I like mascarpone cheese. It sounds like the sort of cheese that would have ruled organised crime in 1920’s Chicago with an iron fist.
I know it’s International Women’s Day but I’d like to give a shout out to all the national and local women as well.
Welcome to your 40s: here’s another chin, have a nice day.
[being haunted by the spirit of the man who invented the gif]
*extremely spooky voice* oooo I’m a jhost! Yes, it’s pronounced “jhost”
ME: sometimes i just repeat your name instead of laughing
HANNAH: that is the stupidest thing I’ve ever heard
ME: hannahannahannahannaha
Wife: I’m going to wine down
Me: You mean wind down
Wife: No
I’ve met all my fitness goals by integrating a balanced diet of lower standards.
Scott Baio: i’m Scott Baio and i endorse Donald Trump
Trump: who the hell is Scott Baio
Scott Baio: you know, Chachi
Trump: say Chachi then
Facebook is down, so don’t say prayer doesn’t work.
Gonna pay my grandma $100 to slip “Syrian Refugee 1 and 2” onto the Thanksgiving seating chart to piss off my uncles.
I just want my kid to do what I say when I say it but at the same time be a free thinker that doesn’t just accept whatever is told to him. Is that really so much to ask?
At this point, if Pennywise tries to lure me into the sewer, I’m going.
[Dinner at Arby’s]
Me: Remember our first date here? Feels like yesterday
Her: It was lunch today. Please take me home
Me: Ahh memories
Dammit, phone.
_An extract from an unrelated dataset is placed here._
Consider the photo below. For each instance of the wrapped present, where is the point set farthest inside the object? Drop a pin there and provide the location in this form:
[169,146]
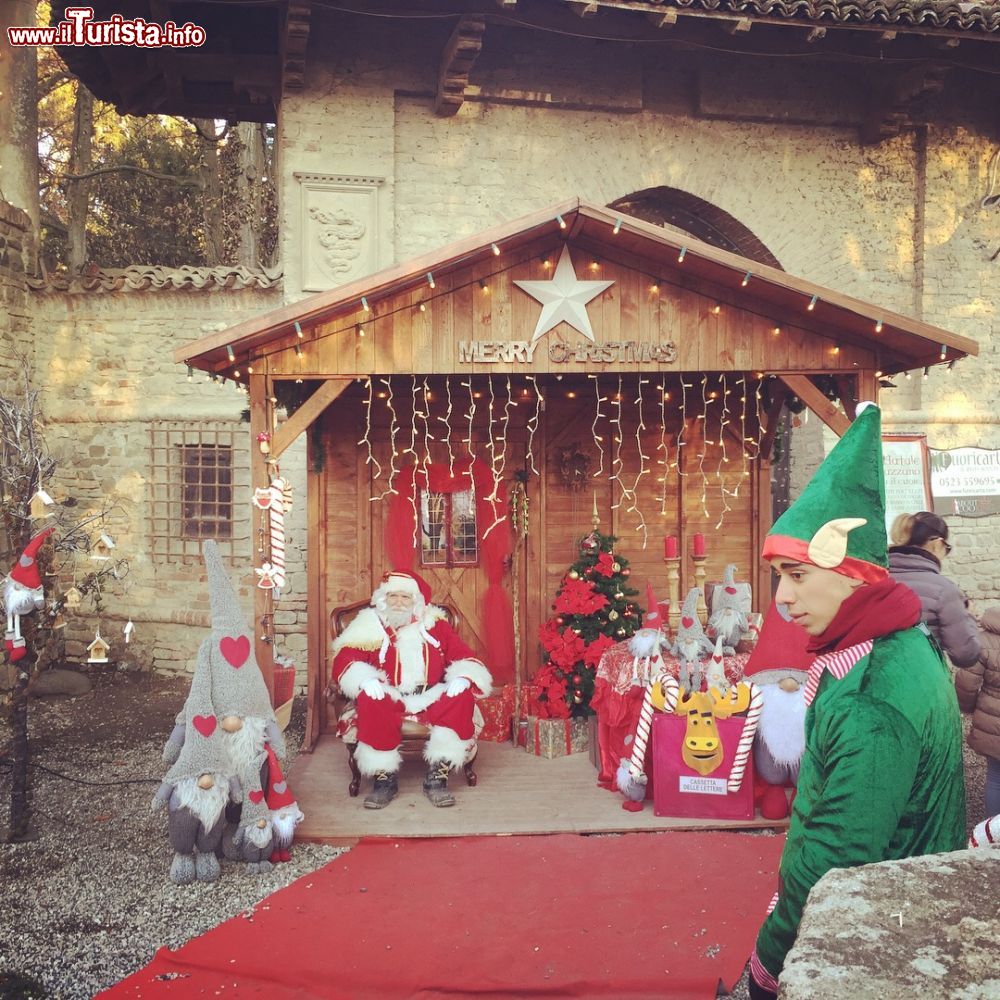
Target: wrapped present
[497,712]
[556,737]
It’s always been ‘this’ and never ‘thus.’ I’ve got clumsy sausage fingers, not a conclusion to my dissertation.
Whatever snack my kid doesn’t finish in her lunchbox, I just leave in there.
By Friday, she’s got a Golden Corral style buffet.
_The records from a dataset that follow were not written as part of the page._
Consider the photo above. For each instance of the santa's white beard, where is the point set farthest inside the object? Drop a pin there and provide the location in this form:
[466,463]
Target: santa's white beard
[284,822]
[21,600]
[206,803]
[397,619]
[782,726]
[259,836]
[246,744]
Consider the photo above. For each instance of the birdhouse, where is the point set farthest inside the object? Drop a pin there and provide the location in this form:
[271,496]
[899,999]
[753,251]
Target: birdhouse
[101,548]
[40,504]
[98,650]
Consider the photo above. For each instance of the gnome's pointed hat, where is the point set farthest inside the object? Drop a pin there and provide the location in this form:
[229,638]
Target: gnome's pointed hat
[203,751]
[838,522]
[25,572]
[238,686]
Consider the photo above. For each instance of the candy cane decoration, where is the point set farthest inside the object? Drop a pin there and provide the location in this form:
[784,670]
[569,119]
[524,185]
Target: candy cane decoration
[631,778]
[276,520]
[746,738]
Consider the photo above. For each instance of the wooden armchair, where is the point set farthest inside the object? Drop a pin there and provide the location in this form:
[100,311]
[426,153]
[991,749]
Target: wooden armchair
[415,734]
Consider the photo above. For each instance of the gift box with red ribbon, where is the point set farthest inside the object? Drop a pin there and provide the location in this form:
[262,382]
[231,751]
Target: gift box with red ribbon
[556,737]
murderer: I’m going to bury you alive
me: ok, I thought you were going to kill me
Hamburglar search history:
• sentence for stealing burgers
• do inmates get burgers
• what is prison “beef”
• countries that don’t extradite
Is there an app that makes the flatline noise? Bet I could freak out some nurses.
I saw death today, in the face of the man at the next table, as I heard his wife say “I don’t know, do you THINK I look fat?”
HR says I’m not allowed to test the bungy rope I made out of rubber bands on the intern
Not to brag but my family won’t have to argue about all the money I won’t be leaving them when I die.
I’m a PROUD bidet user, but it didn’t occur to me how losing power in 0° weather would affect the water temp. I think I just had what could be called a religious experience with that bidet. Like, I saw things.
Kids: We’re hungry!
M: Dinner when mum gets home
K: She’s away for a week
M: OK, when I’m done tweeting
K: (sigh) we’ll wait for mum…
FACT: Uma Thurman is the only person to ever have been named by someone with a mouthful of food.
Lucky old June.
When driving: *shakes fist at pedestrians*
When walking: *shakes fist at motorists*
When running: *shakes fist at the murderer chasing me*
My girlfriend told me to treat her like a princess. So i married her off to a random stranger to strengthen the alliance with France.